This publish is the second a part of the GPT-OSS collection specializing in mannequin customization with Amazon SageMaker AI. In Half 1, we demonstrated fine-tuning GPT-OSS fashions utilizing open supply Hugging Face libraries with SageMaker coaching jobs, which helps distributed multi-GPU and multi-node configurations, so you’ll be able to spin up high-performance clusters on demand.

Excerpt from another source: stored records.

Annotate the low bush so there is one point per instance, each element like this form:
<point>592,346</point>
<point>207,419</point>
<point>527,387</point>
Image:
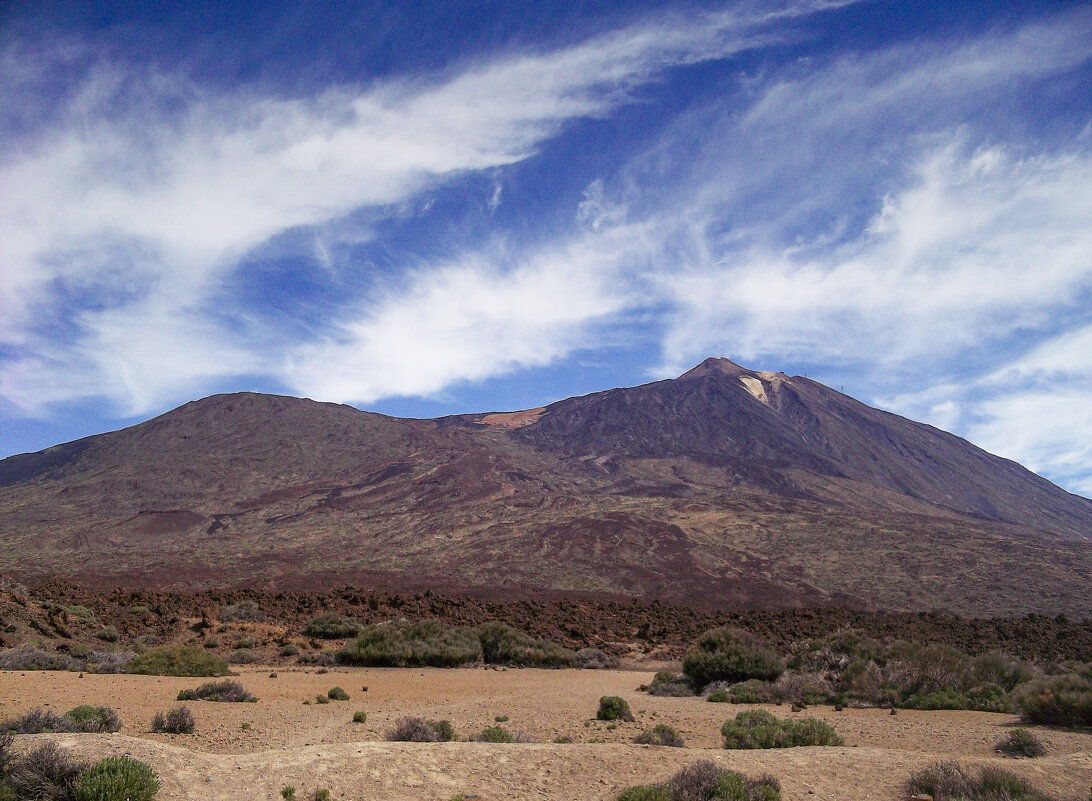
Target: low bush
<point>660,734</point>
<point>46,773</point>
<point>402,644</point>
<point>1063,700</point>
<point>730,655</point>
<point>38,721</point>
<point>242,656</point>
<point>225,691</point>
<point>613,707</point>
<point>1021,742</point>
<point>759,729</point>
<point>667,684</point>
<point>705,781</point>
<point>246,611</point>
<point>332,626</point>
<point>27,657</point>
<point>178,720</point>
<point>413,729</point>
<point>752,691</point>
<point>117,778</point>
<point>178,660</point>
<point>594,659</point>
<point>94,718</point>
<point>951,781</point>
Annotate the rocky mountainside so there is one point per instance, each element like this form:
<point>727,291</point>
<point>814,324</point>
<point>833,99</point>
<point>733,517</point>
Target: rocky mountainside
<point>724,487</point>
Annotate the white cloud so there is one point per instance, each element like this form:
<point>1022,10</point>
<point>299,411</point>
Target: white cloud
<point>184,182</point>
<point>469,321</point>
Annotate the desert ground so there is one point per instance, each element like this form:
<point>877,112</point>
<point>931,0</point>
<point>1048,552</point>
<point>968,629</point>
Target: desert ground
<point>317,746</point>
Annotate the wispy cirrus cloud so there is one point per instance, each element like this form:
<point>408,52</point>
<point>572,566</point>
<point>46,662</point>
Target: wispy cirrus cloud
<point>122,214</point>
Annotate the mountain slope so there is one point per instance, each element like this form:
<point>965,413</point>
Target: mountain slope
<point>722,487</point>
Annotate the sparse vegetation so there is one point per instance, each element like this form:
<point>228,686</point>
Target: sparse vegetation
<point>704,781</point>
<point>614,707</point>
<point>225,690</point>
<point>177,720</point>
<point>759,729</point>
<point>730,655</point>
<point>1063,700</point>
<point>665,683</point>
<point>178,660</point>
<point>951,781</point>
<point>1021,742</point>
<point>660,734</point>
<point>332,626</point>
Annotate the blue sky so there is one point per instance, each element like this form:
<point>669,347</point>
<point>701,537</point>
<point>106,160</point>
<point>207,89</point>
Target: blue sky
<point>467,206</point>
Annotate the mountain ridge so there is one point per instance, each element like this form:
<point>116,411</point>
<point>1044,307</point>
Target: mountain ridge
<point>726,485</point>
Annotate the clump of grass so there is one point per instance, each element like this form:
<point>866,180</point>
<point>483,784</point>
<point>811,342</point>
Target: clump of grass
<point>667,684</point>
<point>178,660</point>
<point>1021,742</point>
<point>614,707</point>
<point>705,781</point>
<point>332,626</point>
<point>117,778</point>
<point>951,781</point>
<point>81,719</point>
<point>730,655</point>
<point>594,659</point>
<point>414,729</point>
<point>759,729</point>
<point>661,734</point>
<point>94,718</point>
<point>225,690</point>
<point>1063,700</point>
<point>45,773</point>
<point>178,720</point>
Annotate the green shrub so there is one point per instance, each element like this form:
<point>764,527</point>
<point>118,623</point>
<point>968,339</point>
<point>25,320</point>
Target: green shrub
<point>759,729</point>
<point>402,644</point>
<point>225,690</point>
<point>752,691</point>
<point>667,684</point>
<point>178,660</point>
<point>1058,701</point>
<point>117,778</point>
<point>413,729</point>
<point>108,634</point>
<point>45,773</point>
<point>242,656</point>
<point>495,733</point>
<point>705,781</point>
<point>503,645</point>
<point>1021,742</point>
<point>332,626</point>
<point>94,718</point>
<point>730,655</point>
<point>660,734</point>
<point>246,611</point>
<point>178,720</point>
<point>594,659</point>
<point>951,781</point>
<point>613,707</point>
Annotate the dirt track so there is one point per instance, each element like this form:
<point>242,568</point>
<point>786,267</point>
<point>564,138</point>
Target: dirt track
<point>318,745</point>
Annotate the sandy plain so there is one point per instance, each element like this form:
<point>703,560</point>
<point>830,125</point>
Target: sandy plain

On this publish, we present how one can fine-tune GPT OSS fashions on utilizing recipes on SageMaker HyperPod and Coaching Jobs. SageMaker HyperPod recipes aid you get began with coaching and fine-tuning standard publicly obtainable basis fashions (FMs) comparable to Meta’s Llama, Mistral, and DeepSeek in simply minutes, utilizing both SageMaker HyperPod or coaching jobs. The recipes present pre-built, validated configurations that alleviate the complexity of organising distributed coaching environments whereas sustaining enterprise-grade efficiency and scalability for fashions. We define steps to fine-tune the GPT-OSS mannequin on a multilingual reasoning dataset, HuggingFaceH4/Multilingual-Pondering, so GPT-OSS can deal with structured, chain-of-thought (CoT) reasoning throughout a number of languages.
Answer overview
This resolution makes use of SageMaker HyperPod recipes to run a fine-tuning job on HyperPod utilizing Amazon Elastic Kubernetes Service (Amazon EKS) orchestration or coaching jobs. Recipes are processed via the SageMaker HyperPod recipe launcher, which serves because the orchestration layer chargeable for launching a job on the corresponding structure comparable to SageMaker HyperPod (Slurm or Amazon EKS) or coaching jobs. To study extra, see SageMaker HyperPod recipes.
For particulars on fine-tuning the GPT-OSS mannequin, see Nice-tune OpenAI GPT-OSS fashions on Amazon SageMaker AI utilizing Hugging Face libraries.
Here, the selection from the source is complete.